Patients of ages 16 years or older diagnosed with ALL who received their first allo-HSCT between 2008 and 2018 were included. The median follow-up of survivors was 44.6 months. We first compared their pre-HSCT characteristic and post-HSCT outcomes between CR and non-CR patients. In addition, we performed multivariate analysis of pretransplantation variables and developed a predictive risk stratification system for survival within this cohort.
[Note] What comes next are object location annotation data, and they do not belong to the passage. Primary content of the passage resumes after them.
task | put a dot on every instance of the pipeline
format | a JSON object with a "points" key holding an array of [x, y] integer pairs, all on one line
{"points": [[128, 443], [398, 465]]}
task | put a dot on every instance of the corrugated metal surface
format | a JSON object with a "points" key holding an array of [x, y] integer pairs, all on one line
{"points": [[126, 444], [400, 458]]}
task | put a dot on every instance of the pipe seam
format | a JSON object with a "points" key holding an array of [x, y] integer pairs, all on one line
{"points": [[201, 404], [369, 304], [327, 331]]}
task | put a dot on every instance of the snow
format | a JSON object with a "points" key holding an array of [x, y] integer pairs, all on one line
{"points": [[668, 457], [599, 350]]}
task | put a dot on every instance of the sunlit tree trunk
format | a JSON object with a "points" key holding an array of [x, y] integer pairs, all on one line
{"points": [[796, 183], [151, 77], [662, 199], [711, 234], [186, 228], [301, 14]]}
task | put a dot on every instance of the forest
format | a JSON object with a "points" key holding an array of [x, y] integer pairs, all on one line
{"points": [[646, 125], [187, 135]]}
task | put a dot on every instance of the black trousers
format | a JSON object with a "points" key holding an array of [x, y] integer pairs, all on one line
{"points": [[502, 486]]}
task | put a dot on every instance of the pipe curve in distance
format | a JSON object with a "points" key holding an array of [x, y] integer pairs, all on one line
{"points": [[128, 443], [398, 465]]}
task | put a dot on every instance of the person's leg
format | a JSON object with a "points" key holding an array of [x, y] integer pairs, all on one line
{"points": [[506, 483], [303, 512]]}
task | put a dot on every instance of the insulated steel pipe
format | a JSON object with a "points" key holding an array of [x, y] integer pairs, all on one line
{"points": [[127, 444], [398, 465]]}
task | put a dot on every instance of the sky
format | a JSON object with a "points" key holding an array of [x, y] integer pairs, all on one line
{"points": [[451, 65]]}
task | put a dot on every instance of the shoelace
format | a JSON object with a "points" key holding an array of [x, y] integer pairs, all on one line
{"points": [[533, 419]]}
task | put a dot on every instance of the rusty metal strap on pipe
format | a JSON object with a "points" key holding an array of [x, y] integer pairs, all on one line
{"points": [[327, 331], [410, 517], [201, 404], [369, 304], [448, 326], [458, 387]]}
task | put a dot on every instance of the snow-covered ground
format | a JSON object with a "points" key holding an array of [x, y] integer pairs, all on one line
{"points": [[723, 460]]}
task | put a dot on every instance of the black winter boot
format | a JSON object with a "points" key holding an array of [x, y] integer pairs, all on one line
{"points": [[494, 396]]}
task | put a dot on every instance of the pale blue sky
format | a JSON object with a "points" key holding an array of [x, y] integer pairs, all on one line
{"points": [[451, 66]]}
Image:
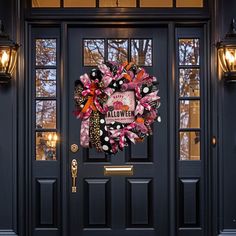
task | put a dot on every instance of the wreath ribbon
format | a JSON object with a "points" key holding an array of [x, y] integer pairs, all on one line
{"points": [[121, 134], [143, 103]]}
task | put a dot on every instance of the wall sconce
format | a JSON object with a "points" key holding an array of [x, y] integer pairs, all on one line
{"points": [[227, 54], [8, 55]]}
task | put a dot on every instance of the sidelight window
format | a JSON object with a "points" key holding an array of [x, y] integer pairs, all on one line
{"points": [[189, 98], [45, 94]]}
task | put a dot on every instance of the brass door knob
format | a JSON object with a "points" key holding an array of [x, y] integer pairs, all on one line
{"points": [[74, 148]]}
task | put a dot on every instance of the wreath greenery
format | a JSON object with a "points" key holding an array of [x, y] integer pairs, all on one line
{"points": [[117, 104]]}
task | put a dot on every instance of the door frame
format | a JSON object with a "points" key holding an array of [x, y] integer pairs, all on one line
{"points": [[25, 99]]}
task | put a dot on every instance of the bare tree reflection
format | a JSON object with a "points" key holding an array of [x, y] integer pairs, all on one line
{"points": [[93, 51], [141, 51]]}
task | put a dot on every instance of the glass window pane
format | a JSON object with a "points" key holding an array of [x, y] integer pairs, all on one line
{"points": [[46, 52], [45, 83], [45, 114], [117, 3], [189, 114], [93, 52], [118, 50], [141, 52], [189, 51], [189, 83], [156, 3], [79, 3], [46, 3], [189, 3], [46, 143], [189, 145]]}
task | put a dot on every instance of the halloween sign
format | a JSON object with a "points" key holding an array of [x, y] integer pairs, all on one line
{"points": [[117, 103]]}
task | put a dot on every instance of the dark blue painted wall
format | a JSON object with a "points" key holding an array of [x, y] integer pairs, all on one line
{"points": [[8, 117], [228, 149]]}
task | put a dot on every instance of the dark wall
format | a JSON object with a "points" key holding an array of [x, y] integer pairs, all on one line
{"points": [[8, 157], [227, 161]]}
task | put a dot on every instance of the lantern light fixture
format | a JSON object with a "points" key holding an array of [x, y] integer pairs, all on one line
{"points": [[227, 54], [8, 55]]}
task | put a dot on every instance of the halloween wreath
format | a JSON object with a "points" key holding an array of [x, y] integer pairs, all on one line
{"points": [[117, 104]]}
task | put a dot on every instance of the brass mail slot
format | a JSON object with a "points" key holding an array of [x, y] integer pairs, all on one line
{"points": [[119, 170]]}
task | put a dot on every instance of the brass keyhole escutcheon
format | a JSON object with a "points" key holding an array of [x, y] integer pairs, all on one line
{"points": [[74, 148], [74, 170]]}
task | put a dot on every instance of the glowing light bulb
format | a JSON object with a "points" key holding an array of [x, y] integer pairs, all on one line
{"points": [[55, 137], [229, 57], [50, 137], [4, 58]]}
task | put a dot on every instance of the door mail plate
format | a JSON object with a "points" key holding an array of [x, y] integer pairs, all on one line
{"points": [[119, 170]]}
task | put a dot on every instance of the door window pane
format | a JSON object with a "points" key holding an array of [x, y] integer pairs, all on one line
{"points": [[189, 114], [46, 52], [141, 52], [189, 3], [45, 114], [45, 3], [189, 51], [156, 3], [45, 82], [46, 143], [93, 51], [189, 145], [79, 3], [118, 50], [117, 3], [189, 83]]}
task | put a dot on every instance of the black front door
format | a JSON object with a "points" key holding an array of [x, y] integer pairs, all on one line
{"points": [[119, 205]]}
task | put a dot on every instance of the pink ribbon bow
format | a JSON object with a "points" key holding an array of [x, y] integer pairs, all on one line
{"points": [[121, 134], [143, 103]]}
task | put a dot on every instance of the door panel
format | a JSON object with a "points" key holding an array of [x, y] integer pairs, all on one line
{"points": [[120, 205]]}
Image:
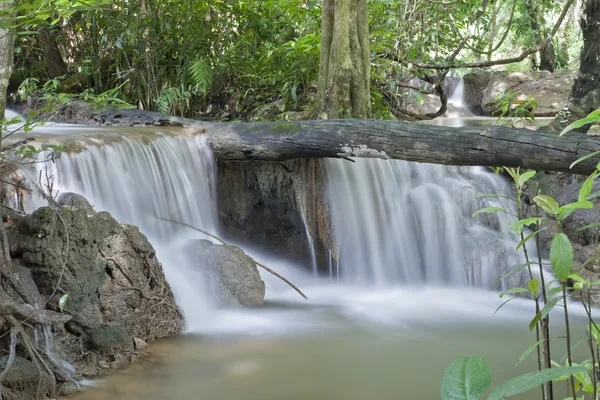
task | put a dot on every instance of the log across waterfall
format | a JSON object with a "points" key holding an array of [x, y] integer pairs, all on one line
{"points": [[480, 146], [277, 141]]}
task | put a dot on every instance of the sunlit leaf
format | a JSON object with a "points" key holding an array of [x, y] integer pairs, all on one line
{"points": [[467, 378]]}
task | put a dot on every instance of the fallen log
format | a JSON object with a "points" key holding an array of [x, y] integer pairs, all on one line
{"points": [[278, 141], [484, 146]]}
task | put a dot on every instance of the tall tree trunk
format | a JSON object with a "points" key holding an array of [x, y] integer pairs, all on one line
{"points": [[344, 72], [52, 57], [547, 53], [585, 94], [7, 40]]}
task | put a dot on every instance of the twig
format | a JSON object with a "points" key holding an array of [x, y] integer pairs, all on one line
{"points": [[223, 242]]}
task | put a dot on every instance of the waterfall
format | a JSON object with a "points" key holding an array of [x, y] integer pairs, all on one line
{"points": [[137, 182], [458, 93], [398, 222]]}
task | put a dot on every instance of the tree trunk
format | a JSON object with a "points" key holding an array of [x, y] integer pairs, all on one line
{"points": [[51, 53], [344, 72], [585, 94], [485, 146], [7, 40]]}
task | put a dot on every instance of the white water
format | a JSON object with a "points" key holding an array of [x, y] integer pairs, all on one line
{"points": [[397, 222], [458, 94], [169, 178], [406, 226]]}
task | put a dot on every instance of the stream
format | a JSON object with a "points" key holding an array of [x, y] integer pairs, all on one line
{"points": [[412, 292]]}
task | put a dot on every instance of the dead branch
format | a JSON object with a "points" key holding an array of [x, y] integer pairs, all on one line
{"points": [[223, 242]]}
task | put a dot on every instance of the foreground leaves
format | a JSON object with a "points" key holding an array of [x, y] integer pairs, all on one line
{"points": [[467, 378]]}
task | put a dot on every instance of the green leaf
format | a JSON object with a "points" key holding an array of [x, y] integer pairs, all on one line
{"points": [[547, 203], [586, 188], [522, 242], [561, 256], [518, 226], [467, 378], [489, 210], [533, 286], [588, 226], [585, 204], [547, 308], [513, 291], [592, 117], [530, 381], [528, 351], [63, 301]]}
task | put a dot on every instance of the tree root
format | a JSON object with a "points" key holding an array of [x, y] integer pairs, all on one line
{"points": [[223, 242]]}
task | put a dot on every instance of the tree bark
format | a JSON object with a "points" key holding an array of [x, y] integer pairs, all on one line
{"points": [[7, 40], [51, 53], [485, 146], [585, 94], [344, 71]]}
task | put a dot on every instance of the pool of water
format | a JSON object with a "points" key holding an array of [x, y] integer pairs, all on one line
{"points": [[344, 343]]}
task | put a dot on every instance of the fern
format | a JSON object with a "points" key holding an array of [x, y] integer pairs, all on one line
{"points": [[173, 99], [200, 74]]}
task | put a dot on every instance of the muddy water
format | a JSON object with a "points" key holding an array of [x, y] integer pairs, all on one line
{"points": [[346, 343]]}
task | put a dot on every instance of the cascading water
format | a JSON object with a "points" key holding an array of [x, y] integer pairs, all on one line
{"points": [[140, 183], [458, 94], [400, 222]]}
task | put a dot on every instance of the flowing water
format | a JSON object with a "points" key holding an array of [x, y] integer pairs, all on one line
{"points": [[411, 294]]}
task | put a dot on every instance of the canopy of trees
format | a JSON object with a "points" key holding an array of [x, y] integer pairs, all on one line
{"points": [[262, 59]]}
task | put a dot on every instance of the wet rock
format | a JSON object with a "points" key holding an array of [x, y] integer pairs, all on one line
{"points": [[474, 86], [75, 201], [109, 270], [107, 339], [582, 217], [68, 388], [232, 275], [139, 344], [21, 371], [551, 91]]}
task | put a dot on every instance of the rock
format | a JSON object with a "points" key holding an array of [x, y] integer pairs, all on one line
{"points": [[68, 388], [232, 275], [110, 272], [482, 88], [75, 201], [263, 203], [475, 84], [550, 90], [107, 339], [21, 371], [139, 344], [580, 218]]}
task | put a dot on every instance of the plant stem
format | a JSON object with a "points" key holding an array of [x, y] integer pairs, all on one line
{"points": [[546, 320], [591, 340], [568, 331], [546, 391]]}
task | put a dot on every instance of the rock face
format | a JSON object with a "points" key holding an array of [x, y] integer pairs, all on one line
{"points": [[270, 204], [550, 90], [116, 286], [232, 275]]}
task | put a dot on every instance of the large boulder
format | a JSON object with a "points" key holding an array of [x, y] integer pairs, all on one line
{"points": [[474, 86], [550, 90], [482, 88], [232, 275], [116, 286]]}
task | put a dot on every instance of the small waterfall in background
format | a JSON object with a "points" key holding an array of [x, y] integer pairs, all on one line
{"points": [[397, 222], [171, 178], [458, 93]]}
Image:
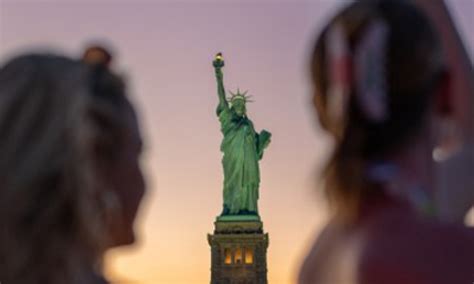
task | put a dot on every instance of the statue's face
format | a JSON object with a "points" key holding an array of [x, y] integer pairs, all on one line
{"points": [[239, 107]]}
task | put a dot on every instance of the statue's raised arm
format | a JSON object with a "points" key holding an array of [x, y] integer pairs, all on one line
{"points": [[218, 65]]}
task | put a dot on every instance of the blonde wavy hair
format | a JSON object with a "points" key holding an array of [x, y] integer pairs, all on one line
{"points": [[58, 118]]}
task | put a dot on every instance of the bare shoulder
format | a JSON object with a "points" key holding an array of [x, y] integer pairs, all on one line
{"points": [[411, 251]]}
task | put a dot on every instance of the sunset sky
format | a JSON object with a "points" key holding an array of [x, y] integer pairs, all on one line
{"points": [[165, 49]]}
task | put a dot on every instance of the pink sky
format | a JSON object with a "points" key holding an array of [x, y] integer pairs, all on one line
{"points": [[166, 48]]}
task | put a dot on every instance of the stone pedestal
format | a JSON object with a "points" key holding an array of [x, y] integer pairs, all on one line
{"points": [[238, 251]]}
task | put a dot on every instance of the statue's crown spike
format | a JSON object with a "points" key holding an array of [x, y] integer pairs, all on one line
{"points": [[239, 96]]}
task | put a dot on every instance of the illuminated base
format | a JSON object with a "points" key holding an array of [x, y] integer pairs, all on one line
{"points": [[238, 252], [238, 218]]}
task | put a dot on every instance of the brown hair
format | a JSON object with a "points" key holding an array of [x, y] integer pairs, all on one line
{"points": [[413, 66], [57, 117]]}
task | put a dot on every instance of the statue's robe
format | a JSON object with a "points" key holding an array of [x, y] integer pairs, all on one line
{"points": [[242, 151]]}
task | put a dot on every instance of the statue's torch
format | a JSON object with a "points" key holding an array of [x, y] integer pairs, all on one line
{"points": [[218, 61]]}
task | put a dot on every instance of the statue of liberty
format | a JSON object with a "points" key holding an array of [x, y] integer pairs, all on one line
{"points": [[243, 148]]}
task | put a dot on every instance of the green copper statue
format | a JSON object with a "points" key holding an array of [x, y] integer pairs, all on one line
{"points": [[242, 148]]}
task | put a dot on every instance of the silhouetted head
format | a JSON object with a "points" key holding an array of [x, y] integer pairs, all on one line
{"points": [[380, 79], [70, 177]]}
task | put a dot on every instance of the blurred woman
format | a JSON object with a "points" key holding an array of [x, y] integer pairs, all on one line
{"points": [[71, 182], [382, 93]]}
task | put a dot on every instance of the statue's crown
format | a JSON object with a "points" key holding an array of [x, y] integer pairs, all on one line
{"points": [[239, 96]]}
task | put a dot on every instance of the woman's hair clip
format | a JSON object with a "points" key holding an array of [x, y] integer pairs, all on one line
{"points": [[97, 55]]}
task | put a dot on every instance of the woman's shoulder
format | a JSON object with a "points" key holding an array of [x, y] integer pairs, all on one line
{"points": [[391, 249], [412, 250]]}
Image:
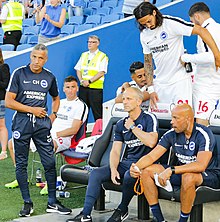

Results In total, 4430 patients (CR at allo-HSCT, 3627; non-CR, 803) with median age of 42 years (range, 16-76) were included in the study. The 2-year overall survival (OS) after allo-HSCT was 29 % with non-CR patients, while 72 % for CR patients (p < 0.01). The 2-year event free survival (EFS) was 27% with non-CR patients, while 69% for CR patients (p < 0.01). The 2-year non relapse mortality (NRM) was 23% with non-CR patients, while 17% for CR patients (p < 0.01). Non-CR patients were featured with younger age (p < 0.01), worse performance status (p < 0.01), higher hematopoietic cell transplantation-specific comorbidity index (HCT-CI) (p < 0.01), lower ratio of existence of Philadelphia chromosome (p < 0.01), higher ratio of cord blood transplantation (p < 0.01), and longer period from diagnosis to transplantation (p < 0.01) compared with CR patients. Multivariate analysis associated with shorter OS for non-CR revealed poor PS (2-4; hazard ratio (HR), 1.90; p < 0.01), high HCT-CI (3-; HR, 1.40; p < 0.01), higher marrow blasts at HSCT (10-49%; HR, 1.70; p<0.01, and 50% or more; HR, 1.94; p<0.01), and older patients (50 years or older; HR, 1.42; p < 0.01). On the other hand, longer OS for non-CR was observed in the sub-cohort of primary induction failure (HR, 0.60; p < 0.01), and longer period from diagnose to HSCT (1 year-; HR, 0.78; p=0.02). Regarding post-HSCT factors, GVHD, both acute and chronic, had positive impacts on prognosis (aGVHD, HR, 0.79; p < 0.01, and cGVHD, HR, 0.78; p < 0.04) when treated as time-dependent covariates in the non-CR cohort.According to the results of multivariate analysis, a prognostic scoring system was established. Patients with good prognosis group featured by younger age, good PS, low HCT-CI, T-lineage, non-Ph karyotype, less than 10 % bone marrow blasts, primary induction failure, myeloablative conditioning, and HLA-matched donor had 55.9% 2-year OS, whereas patients with poor prognosis group had 13.9% 2-year-OS. Non-CR patients with less than 10 % bone marrow blasts had favorable outcome irrespective of age, sex, Ph karyotype , disease status, graft type, HLA mismatch, and period from diagnosis to transplantation. But non-CR patients with poor PS, high HCT-CI, T-lineage, and reduced intensity conditioning regimen had poor prognosis even though they had low bone marrow blasts.

Conclusions

Prognosis after allo-HSCT for non-CR ALL patients was not yet satisfactory. However, longer survival can be expected in some subgroups shown in this study such as low blast counts at HSCT These results can suggest the importance of blast control before HSCT even in case of non-CR status. Novel molecular targeting drugs such as Blinatumomab and Inotuzumab ozogamicin can be good candidates for pre-HSCT therapies in the relapse/refractory ALL patients.